Please i need help with this long equation:
$\neg\forall x\neg(\neg p(x) \lor q(x)) \rightarrow \neg\exists x(\neg p(x) \land \neg q(x)) \models \forall x(p(x) \lor q(x))$.
I am solving with resolution method. Below is what i have done, and was stock.

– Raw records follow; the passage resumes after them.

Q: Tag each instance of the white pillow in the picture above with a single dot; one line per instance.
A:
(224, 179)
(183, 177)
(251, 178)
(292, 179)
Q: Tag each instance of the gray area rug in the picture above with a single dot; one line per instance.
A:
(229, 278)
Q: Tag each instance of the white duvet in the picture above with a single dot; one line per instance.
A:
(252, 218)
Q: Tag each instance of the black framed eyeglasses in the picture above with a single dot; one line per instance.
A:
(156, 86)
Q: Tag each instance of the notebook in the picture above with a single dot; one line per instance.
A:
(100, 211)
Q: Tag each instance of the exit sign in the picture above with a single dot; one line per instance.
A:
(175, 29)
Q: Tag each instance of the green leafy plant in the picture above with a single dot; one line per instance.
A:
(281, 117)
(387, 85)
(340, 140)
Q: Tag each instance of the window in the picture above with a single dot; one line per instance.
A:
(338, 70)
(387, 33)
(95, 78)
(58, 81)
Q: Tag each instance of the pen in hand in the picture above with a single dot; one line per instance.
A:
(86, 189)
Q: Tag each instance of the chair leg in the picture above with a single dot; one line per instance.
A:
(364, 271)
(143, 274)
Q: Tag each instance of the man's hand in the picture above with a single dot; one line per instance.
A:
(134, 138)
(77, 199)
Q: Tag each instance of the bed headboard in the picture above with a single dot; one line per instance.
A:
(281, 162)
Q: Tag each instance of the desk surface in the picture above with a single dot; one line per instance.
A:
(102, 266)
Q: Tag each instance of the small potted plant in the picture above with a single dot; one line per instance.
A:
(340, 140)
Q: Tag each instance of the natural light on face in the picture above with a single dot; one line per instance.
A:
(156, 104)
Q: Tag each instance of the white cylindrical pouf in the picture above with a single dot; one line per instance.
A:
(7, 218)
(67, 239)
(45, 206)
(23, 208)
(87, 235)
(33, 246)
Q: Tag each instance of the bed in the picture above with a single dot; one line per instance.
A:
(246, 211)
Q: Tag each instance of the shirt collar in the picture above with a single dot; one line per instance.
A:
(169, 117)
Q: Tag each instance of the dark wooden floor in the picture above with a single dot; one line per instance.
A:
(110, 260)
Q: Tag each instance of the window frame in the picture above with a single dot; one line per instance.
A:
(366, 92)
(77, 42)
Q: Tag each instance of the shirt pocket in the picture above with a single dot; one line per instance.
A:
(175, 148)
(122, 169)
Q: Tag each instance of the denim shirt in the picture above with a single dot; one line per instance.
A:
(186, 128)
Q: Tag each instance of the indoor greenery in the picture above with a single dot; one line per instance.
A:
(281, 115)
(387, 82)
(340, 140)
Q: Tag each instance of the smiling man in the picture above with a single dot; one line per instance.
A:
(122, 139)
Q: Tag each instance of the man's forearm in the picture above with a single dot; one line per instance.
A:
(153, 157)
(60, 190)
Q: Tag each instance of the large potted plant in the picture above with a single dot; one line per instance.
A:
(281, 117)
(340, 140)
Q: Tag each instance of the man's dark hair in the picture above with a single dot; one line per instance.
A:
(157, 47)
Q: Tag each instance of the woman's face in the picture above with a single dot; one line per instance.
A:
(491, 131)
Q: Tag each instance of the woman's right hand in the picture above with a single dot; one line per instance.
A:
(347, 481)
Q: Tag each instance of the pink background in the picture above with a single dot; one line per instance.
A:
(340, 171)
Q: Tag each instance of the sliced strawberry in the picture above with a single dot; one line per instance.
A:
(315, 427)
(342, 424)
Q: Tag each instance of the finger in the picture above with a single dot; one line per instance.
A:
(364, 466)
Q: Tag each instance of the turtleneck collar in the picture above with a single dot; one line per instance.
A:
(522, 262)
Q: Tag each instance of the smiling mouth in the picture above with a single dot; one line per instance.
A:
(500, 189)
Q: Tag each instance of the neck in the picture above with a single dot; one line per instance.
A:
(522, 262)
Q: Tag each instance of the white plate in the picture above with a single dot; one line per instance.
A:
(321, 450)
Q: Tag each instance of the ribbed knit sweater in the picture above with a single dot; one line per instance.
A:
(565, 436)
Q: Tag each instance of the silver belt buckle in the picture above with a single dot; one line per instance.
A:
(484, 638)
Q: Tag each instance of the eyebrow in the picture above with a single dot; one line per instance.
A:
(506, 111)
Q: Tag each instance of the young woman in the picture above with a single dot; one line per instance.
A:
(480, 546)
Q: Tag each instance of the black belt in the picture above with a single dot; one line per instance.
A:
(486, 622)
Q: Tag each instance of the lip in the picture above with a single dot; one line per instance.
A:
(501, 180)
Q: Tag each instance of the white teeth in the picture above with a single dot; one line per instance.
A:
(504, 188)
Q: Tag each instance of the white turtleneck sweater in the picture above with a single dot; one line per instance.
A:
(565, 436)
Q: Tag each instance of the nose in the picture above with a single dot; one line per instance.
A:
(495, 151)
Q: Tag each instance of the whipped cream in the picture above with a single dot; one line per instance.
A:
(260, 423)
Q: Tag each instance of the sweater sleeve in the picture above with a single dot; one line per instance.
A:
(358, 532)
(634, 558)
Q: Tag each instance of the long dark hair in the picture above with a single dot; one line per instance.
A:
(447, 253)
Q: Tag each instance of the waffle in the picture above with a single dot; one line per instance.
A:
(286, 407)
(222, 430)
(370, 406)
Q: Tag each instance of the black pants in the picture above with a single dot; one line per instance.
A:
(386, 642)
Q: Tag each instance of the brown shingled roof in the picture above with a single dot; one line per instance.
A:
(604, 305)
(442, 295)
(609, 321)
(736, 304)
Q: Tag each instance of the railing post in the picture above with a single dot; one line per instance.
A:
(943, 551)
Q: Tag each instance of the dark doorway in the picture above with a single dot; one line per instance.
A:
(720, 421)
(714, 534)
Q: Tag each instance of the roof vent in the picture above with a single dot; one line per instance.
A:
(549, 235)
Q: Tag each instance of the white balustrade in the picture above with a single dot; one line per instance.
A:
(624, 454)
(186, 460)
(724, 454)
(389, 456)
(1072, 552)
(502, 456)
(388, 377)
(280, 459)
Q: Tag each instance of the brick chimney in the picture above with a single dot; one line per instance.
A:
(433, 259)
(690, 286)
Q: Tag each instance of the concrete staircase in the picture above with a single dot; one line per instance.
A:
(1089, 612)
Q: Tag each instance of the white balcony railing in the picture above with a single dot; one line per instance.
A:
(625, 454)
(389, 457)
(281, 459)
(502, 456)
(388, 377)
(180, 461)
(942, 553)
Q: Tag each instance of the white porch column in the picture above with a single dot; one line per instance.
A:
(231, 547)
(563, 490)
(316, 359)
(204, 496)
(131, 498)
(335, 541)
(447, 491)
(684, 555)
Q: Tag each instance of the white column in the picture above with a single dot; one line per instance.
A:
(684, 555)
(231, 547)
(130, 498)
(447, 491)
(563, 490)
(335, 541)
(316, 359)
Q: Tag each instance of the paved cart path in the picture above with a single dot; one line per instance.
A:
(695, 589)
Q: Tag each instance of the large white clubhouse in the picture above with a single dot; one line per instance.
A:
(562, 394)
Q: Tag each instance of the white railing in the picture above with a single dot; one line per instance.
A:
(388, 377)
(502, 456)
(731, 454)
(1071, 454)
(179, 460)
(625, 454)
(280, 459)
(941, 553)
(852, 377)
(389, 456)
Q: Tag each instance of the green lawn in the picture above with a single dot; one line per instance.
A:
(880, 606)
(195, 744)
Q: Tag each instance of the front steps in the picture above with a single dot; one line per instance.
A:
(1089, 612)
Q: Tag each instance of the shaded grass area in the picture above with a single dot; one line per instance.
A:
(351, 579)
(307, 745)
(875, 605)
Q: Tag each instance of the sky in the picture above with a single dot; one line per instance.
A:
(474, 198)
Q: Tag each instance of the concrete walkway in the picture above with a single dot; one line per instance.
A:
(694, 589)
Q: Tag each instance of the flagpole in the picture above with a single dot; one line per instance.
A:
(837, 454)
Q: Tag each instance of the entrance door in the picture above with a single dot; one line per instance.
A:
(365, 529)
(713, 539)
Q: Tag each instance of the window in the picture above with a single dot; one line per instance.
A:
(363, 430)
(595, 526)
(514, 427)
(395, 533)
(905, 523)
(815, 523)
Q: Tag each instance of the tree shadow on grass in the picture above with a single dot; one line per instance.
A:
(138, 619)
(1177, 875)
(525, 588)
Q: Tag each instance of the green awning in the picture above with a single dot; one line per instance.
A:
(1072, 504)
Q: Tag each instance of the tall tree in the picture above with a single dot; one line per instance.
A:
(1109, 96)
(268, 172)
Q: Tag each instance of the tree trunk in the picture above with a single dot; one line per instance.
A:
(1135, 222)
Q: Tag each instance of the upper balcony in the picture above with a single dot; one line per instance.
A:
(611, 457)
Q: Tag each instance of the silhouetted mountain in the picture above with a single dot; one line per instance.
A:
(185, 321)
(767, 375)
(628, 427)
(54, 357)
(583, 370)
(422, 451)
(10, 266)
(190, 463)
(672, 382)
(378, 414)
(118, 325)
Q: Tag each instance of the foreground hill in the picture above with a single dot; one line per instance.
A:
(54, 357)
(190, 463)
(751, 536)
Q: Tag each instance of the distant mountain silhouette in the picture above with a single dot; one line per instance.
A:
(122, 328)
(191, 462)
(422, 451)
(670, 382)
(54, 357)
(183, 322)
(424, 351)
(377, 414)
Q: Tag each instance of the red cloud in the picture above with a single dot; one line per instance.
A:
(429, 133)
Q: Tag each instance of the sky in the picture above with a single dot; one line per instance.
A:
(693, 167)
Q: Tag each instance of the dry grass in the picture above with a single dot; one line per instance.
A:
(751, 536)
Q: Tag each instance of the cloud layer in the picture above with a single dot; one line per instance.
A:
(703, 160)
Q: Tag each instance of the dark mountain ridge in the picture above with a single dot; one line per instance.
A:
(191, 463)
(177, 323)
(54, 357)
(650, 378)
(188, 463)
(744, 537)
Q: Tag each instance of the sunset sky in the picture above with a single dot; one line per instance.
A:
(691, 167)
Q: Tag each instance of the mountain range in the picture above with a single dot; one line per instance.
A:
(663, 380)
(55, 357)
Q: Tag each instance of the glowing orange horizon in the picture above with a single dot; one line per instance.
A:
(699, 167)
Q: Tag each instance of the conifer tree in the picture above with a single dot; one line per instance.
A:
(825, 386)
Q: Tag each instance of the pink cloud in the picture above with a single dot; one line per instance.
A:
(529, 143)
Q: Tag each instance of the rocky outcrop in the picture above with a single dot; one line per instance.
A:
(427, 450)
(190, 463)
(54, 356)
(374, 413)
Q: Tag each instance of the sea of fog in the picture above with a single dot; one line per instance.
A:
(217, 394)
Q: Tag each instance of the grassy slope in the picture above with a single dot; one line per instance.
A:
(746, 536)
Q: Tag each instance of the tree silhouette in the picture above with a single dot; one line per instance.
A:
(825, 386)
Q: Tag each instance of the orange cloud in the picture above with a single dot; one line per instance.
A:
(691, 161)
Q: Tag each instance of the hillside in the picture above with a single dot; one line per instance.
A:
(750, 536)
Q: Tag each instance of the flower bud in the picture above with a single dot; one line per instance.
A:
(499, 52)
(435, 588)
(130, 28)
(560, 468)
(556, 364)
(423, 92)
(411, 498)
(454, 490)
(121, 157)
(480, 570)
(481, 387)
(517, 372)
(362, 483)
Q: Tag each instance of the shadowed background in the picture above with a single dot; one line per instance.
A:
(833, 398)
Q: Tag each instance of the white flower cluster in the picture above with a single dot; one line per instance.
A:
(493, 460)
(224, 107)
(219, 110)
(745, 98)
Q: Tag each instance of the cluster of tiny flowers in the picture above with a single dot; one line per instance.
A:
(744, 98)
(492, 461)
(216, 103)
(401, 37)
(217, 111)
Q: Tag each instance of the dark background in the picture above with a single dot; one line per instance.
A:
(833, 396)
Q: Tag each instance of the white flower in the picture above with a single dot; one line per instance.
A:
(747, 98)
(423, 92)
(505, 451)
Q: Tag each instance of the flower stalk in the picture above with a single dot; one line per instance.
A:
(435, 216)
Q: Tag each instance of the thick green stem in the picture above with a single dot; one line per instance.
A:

$\neg\forall x(p(x) \lor q(x))$
$\neg\forall x\neg(\neg p(x) \lor q(x))$
$\forall x(\neg p(x) \land \neg q(x))$
$\neg p(a) \land \neg q(a)$
$\neg\forall x(p(x) \lor q(x))\lor \neg\exists x(\neg p(x) \land \neg q(x))$
$\exists x\neg(\neg p(x) \lor q(x)) \lor \neg\exists x(\neg p(x) \land \neg q(x))$
$\exists x(p(x) \land \neg q(x)) \lor \neg\exists x(\neg p(x) \land \neg q(x))$
$\exists x\exists y((p(x)\land \neg q(x)) \lor p(y) \land q(y)$
First I'm going to change a bit the left part ($p\rightarrow q\equiv \neg p \vee q$ and De Morgan's rule). So we have to show $$\forall x (p(x)\wedge q(x))\vee\forall x(p(x)\vee q(x))\models \forall x (p(x)\vee q(x)).\quad \quad \quad(1)$$ Using the resolution method, we have to negate the right part and arrive to a contradiction. So, negating the right part we have $$\exists x \neg( p(x)\vee q(x)).$$ With this we know there is an element $a$ such that $$\neg (p(a)\vee q(a)).\quad\quad\quad (2)$$ Now using the left part of $(1)$ we know that for $x=a$ this stands (for both quantifiers), so we have $$(p(a)\wedge \neg q(a))\vee p(a)\vee q(a),$$ which you can show that is equivalent to $$p(a)\vee q(a).$$ Combining the last equation with $(2)$ we get that $$p(a)\vee q(a)\wedge \neg(p(a)\vee q(a)),$$ which is a contradiction.